Por isso, a mãe de Danielle, a manicure Bárbara Lemos, 40, faz questão de conversar com a filha sobre a importância da caminhada, antes mesmo de sair de casa.“Infelizmente, nossa religião sofre muita intolerância. Então, nada melhor do que nos fortalecermos e preservarmos a nossa religião, que é muito linda”, declarou ela, que é do terreiro Ilê Axé Labareji.  Eliedson, com a avó Crispina, e Fabiane, com a avó Jaguaracira, foram pela primeira vez (Foto: Marina Silva/CORREIO) A baiana de acarajé Crispina de Souza, 50, que participa da caminhada há sete anos, trouxe o neto Eliedson, 5, pela primeira vez. Para ela, as crianças devem aprender com a herança dos antepassados. “Nossa religião vem dos avós, dos pais, das mães. Esses ataques são de pessoas intolerantes, porque você vai vê aqui nenhum de nós indo nas casas deles quebrar coisas”, comentou. 

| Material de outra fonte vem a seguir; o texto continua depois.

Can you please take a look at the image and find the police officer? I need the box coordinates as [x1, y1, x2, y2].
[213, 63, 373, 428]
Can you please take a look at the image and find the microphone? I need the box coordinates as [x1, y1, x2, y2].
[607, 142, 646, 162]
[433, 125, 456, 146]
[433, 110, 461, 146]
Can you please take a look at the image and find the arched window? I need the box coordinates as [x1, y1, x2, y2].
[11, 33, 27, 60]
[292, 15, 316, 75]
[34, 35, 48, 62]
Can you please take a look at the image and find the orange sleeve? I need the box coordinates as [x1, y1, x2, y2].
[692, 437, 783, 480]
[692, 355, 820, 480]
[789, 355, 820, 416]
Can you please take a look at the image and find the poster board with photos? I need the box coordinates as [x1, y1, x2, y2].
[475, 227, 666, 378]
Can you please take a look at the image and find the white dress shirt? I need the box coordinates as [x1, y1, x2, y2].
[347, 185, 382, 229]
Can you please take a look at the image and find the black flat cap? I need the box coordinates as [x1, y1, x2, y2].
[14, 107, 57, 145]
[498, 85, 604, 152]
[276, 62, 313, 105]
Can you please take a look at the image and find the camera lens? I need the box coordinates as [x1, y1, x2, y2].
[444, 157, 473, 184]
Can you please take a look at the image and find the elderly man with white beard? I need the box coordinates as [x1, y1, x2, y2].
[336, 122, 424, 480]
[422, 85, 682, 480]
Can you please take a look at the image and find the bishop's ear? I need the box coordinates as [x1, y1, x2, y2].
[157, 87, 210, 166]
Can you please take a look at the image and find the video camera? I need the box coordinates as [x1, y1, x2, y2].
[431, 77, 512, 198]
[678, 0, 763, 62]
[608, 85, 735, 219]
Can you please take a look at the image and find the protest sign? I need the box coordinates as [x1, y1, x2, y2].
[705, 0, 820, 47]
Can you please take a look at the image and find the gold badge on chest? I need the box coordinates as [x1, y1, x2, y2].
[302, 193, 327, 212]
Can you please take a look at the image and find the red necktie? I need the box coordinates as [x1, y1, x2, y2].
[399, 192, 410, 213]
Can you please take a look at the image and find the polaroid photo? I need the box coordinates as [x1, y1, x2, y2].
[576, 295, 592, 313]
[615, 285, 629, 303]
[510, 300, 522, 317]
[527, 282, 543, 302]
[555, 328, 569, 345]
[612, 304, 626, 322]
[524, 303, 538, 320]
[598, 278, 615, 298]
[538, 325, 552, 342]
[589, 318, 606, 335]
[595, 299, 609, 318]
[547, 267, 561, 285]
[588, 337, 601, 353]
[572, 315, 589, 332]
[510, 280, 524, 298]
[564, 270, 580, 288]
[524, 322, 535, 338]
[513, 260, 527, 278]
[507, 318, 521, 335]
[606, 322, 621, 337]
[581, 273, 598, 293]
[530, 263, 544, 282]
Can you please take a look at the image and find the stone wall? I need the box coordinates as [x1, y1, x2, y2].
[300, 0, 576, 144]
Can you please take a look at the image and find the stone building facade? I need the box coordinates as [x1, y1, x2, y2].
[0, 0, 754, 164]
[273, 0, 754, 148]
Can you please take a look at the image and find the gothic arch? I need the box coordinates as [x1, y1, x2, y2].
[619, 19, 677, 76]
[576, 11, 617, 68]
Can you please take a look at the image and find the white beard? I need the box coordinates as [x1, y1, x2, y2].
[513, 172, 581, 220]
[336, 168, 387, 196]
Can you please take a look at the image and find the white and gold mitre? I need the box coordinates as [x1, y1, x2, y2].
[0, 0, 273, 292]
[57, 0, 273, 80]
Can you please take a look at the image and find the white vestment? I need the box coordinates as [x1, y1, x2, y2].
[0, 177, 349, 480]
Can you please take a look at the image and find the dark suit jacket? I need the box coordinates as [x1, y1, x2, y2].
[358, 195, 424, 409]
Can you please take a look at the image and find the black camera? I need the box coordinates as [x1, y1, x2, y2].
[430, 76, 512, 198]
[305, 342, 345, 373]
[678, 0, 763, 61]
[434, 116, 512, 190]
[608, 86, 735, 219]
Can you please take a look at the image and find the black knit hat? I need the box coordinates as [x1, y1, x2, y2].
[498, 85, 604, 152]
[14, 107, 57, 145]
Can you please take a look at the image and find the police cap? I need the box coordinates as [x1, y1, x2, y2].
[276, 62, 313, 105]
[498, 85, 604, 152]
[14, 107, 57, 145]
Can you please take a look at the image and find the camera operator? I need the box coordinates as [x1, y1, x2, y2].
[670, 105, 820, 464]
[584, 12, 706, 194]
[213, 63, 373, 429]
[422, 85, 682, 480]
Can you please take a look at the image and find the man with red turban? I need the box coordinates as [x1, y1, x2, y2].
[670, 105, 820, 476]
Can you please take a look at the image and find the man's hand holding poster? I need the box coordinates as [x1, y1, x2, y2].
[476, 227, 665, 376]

Ialorixá do Centro de Umbanda Caboclo Rei das Cobras, mãe Jaguaracira de Iansã também levou a neta Fabiane, 7, para conhecer a caminhada. “Ela sabe o que Xangô significa, por isso ela vem. Xangô nos dá livramento e paz”.  Crianças e adultos participaram do ato religioso (Foto: Marina Silva/CORREIO) Os devotos saíram do Campo da Pronaica em direção à Pedra de Xangô, cantando músicas para os orixás e oriundas de diferentes nações do candomblé, a exemplo de Jeje, Angola e Ketu. Ainda na Pronaica, fizeram uma oferenda a Exu - o Padê, feito com farinha e dendê, para abrir e proteger os caminhos. Ao chegar no monumento, fizeram uma oferenda para Xangô.  Os devotos caminharam por cerca de dois quilômetros (Foto: Marina Silva/CORREIO) Preservação Organizadora da caminhada, Mãe Iara de Oxum reforçou a mensagem contra a intolerância religiosa. “Queremos preservar a nossa ancestralidade”, disse ela, que criou a caminhada em 2009, após ter recebido um chamado de Xangô. Naquele primeiro ano, cerca de 30 pessoas estiveram presentes. De lá para cá, o número de participantes só aumentou. 

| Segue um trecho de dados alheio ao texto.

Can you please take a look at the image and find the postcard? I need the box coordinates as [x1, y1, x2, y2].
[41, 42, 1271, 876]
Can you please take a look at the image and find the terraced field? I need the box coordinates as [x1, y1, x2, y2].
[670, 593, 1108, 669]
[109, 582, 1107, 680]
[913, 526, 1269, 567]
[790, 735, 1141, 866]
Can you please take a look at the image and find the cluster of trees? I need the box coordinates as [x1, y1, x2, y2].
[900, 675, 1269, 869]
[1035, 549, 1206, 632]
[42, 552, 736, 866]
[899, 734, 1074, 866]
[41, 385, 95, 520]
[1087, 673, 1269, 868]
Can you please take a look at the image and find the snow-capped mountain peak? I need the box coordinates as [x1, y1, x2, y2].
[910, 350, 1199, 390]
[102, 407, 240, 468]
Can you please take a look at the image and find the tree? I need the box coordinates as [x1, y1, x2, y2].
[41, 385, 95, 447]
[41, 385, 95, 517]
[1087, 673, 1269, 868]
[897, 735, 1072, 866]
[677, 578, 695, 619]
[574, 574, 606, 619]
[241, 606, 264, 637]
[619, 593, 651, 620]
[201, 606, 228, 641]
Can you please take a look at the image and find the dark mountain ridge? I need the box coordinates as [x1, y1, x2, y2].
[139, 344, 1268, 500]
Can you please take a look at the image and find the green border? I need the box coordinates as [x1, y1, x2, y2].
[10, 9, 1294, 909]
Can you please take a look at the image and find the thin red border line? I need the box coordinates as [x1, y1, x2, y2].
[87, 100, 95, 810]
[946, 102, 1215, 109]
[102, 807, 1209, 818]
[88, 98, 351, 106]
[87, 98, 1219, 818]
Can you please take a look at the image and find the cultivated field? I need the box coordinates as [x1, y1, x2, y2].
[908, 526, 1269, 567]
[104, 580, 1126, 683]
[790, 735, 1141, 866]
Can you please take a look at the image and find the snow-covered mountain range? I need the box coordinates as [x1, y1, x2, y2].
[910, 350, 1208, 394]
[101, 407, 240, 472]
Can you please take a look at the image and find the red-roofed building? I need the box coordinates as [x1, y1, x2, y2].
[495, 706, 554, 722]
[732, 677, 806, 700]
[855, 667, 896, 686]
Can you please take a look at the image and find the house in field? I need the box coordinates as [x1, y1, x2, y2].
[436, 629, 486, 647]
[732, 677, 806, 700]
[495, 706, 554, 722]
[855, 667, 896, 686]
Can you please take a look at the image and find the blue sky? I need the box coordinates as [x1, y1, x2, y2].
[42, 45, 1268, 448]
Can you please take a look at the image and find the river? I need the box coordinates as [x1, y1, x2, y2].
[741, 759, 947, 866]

De acordo com ela, até então, não existem câmeras de segurança no entorno da Pedra de Xangô.“Estamos à mercê da intolerância dos vândalos. Nós que cuidamos de tudo, mas temos que cobrar (das autoridades)”. Uma semana antes, a Pedra de Xangô foi limpa pelos devotos. Semanalmente, alguns têm feito a limpeza constante do monumento. Mesmo assim, ainda era possível ver pichações de nomes como Deus, Jesus e Espírito Santo.  Mesmo com a limpeza, pichações dos ataques à Pedra de Xangô permanecem (Foto: Marina Silva/CORREIO) Também presente, Mãe Jaciara Ribeiro, do terreiro Axé Abassá de Ogum, em Itapuã, denunciou as violências sofridas pelo povo de santo. “Estamos aqui, sem nenhum atrito, para pedir respeito e uma reparação. A gente vai ser resistência, porque a caminhada surge a partir da discriminação de outro segmento religioso", completou. 

Segundo o presidente da Fundação Gregório de Mattos, Fernando Guerreiro, um projeto para a criação de um Parque da Pedra de Xangô está em fase avançada. "No momento que isso acontecer, resolve tudo. Vai urbanizar, ter câmeras e criar outra relação ali", explicou, por telefone, ao CORREIO. O projeto está a cargo da Secretaria Municipal da Cidade Sustentável e deve ser lançado ainda este ano.